By Published On: December 30, 2020

Hope After Rangeland Fire

Note from the IWJV Coordinator, Dave Smith: The turning of the page into a new year brings an array of human emotions – reflection, gratitude, anticipation, a resolve to improve, and, most of all, hope. In 2021, coming off perhaps the most difficult year in a century, hope exists at so many levels. There is hope at the global level as the first COVID-19 vaccinations have been delivered and we can finally see light at the end of the pandemic tunnel. There is hope in our conservation community as we look ahead to the times when we can meet in the field and shake hands across fence lines, both real and figurative.

And there is the kind of hope that IWJV Management Board Member, Kim Brackett, eloquently communicates in this article about her experience as a public lands rancher in the Great Basin: a fragile hope for the grass to grow and rangelands to recover after devastating rangeland fires all across the West. Her experiences of anger and loss that catalyzed collaboration are a reminder of the good that can come from hardship. The IWJV wishes you the very best in 2021 and that you enter the New Year with an abundance of hope for the future!
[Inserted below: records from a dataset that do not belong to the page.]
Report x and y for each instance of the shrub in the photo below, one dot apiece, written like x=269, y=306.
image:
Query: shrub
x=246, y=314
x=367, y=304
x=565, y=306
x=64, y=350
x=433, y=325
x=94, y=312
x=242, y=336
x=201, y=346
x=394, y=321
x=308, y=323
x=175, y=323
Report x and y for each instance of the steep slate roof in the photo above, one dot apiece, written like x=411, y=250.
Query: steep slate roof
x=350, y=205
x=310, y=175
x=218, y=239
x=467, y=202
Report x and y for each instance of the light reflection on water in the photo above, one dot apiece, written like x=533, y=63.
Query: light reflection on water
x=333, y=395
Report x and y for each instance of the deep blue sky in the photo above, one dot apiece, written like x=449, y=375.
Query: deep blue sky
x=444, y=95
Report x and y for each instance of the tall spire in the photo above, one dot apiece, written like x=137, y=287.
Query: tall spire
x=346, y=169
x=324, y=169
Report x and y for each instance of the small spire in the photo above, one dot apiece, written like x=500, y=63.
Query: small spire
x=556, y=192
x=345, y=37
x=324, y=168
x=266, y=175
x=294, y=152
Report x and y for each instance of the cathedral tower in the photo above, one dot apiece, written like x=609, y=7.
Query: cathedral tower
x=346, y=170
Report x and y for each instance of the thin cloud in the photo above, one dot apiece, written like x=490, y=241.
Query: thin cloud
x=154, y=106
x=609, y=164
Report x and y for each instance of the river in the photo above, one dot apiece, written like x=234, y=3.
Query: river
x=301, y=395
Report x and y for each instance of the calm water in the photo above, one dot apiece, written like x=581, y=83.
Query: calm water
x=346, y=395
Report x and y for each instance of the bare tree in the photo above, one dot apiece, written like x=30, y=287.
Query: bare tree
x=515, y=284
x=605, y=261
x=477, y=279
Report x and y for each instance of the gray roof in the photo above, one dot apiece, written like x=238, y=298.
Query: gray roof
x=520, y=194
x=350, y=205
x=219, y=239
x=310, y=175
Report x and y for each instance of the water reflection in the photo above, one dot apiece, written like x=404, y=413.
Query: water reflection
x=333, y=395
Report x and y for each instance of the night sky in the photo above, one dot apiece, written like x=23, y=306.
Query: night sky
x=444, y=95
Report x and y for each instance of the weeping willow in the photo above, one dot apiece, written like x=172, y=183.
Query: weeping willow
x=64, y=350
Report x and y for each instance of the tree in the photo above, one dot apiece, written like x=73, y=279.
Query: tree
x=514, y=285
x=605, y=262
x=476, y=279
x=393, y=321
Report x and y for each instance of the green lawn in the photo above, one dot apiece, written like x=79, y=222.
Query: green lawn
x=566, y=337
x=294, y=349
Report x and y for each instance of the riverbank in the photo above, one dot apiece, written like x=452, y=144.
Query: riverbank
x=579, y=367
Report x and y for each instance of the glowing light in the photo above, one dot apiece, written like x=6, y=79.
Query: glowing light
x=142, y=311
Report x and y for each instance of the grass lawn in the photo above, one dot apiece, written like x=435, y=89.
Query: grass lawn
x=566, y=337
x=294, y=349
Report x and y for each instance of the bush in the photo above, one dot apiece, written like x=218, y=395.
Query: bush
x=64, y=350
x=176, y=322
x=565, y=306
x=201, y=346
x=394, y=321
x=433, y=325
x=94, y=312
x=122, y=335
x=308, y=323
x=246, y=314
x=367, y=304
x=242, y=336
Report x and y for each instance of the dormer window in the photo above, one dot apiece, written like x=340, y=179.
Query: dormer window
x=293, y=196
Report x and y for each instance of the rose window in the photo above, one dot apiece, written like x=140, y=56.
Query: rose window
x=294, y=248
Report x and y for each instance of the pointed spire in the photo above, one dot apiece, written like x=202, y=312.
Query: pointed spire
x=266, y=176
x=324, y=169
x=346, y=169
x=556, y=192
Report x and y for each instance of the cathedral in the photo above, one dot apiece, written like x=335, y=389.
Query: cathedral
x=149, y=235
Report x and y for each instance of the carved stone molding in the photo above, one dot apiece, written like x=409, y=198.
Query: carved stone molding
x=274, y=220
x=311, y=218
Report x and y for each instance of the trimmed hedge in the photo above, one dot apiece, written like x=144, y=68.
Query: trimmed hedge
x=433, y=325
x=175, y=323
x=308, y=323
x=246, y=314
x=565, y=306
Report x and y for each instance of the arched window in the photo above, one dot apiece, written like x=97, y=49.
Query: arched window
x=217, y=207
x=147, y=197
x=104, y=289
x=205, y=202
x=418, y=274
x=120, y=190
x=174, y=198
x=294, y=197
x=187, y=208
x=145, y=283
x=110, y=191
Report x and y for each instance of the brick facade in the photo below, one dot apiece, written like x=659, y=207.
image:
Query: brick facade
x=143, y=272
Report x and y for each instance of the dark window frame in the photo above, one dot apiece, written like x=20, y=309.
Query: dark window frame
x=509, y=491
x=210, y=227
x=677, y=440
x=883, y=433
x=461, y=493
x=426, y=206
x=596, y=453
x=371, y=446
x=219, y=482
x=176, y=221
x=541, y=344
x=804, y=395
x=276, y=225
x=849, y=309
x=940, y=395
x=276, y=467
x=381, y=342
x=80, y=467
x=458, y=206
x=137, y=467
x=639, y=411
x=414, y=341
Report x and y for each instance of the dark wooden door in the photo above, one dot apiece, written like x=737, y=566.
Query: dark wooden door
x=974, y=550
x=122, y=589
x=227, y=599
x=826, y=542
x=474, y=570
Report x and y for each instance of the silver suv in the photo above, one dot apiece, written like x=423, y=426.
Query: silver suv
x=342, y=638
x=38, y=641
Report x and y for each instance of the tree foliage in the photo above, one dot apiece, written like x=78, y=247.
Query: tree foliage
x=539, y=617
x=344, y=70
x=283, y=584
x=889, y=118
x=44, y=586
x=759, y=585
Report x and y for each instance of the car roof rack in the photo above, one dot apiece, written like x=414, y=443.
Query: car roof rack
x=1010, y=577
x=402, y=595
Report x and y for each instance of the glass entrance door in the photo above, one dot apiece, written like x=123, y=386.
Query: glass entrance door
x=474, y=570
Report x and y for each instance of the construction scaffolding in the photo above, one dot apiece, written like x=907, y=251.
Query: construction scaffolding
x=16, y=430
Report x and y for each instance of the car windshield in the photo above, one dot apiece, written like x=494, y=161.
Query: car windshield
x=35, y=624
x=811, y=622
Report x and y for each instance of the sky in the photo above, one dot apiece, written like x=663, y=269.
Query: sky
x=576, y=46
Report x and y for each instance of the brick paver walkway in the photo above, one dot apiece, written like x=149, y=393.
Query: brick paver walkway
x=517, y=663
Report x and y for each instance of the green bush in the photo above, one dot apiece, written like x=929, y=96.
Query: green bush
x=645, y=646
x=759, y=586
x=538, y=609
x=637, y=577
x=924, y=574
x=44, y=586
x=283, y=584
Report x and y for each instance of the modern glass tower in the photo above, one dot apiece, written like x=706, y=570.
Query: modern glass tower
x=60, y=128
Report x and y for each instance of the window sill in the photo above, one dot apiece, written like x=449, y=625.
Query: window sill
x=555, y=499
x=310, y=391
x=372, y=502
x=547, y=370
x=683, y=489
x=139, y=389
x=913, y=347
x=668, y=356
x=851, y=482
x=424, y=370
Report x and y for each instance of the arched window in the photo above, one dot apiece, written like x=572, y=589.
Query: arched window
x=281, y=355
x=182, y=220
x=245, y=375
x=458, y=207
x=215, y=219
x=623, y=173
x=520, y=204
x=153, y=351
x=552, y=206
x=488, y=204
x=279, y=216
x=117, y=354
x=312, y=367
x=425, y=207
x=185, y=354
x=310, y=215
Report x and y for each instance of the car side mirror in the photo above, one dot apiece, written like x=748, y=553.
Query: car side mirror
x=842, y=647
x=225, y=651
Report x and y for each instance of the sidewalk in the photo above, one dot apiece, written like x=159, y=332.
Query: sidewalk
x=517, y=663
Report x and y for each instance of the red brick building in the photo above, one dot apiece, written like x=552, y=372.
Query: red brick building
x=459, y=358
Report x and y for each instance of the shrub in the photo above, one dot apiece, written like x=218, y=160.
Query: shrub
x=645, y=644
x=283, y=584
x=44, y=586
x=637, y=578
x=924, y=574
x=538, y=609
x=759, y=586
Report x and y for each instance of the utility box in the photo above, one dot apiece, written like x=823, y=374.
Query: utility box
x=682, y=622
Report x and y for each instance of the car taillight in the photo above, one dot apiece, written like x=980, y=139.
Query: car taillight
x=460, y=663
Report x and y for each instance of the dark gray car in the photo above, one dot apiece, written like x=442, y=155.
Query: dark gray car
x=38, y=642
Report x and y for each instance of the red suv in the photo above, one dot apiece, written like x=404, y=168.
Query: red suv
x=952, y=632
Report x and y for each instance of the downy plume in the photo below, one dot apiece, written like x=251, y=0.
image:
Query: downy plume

Murphy Complex Fire. Photo courtesy of Kim Brackett.

Murphy Complex Fire. Photo courtesy of Kim Brackett.

By Kim Brackett, Idaho Rancher

The acrid smell of smoke clung to him; his new flat-brimmed palm leaf hat was covered in brick-red fire retardant. That’s what I noticed first when my husband walked through the door at one o’clock in the morning. He took a quick shower, put on clean clothes and was walking out the door again when I handed him a thermos of coffee, a jug of water, and a cooler of food. Before he got back into his pickup, I grabbed his arms and forced him to look at me. We were both scared—more scared than we had ever been in our entire marriage. I needed to know what he had seen, what we were up against. Had he been able to cut fences and let cattle run from the fire? How many head had we lost? How many acres had burned? I also wanted to remind him, to anchor him in the fact, that the kids and I were safe. Even in the midst of the hell he was driving back into, we took a moment to be thankful that our family and house were spared. As I looked into his face I saw anguish, fear, and sorrow in his eyes.

At that time, my husband and I had three children under the age of six. I stayed home with them and my husband spent his days and nights fighting the fire alongside his father and brothers, our employees and our neighbors as well as the federal, state, and volunteer firefighters from around the country. Just two days earlier, we’d evacuated our house and ranch headquarters. Although we were back in our home at that point, sleep didn’t come easily as I kept an eye on the fire and listened for my husband’s voice on the two-way radios we used on the ranch.

Recalling it now, thirteen years later, I still shiver at the immensity of the unknown we were facing at that time. We didn’t yet know how many cattle we would lose or how much grass would be lost to the flames. We had no idea if there would be enough of the ranch left for us to rebuild. It was nearly impossible to see it then but there would be hope after this fire. There would be healing, for us and the land. For all those struggling with this past year’s devastating fires in California, Colorado, Oregon, and Washington, please hold tight to your loved ones and know there are others that feel your pain, anger and fear. I want to tell you the grass will grow again.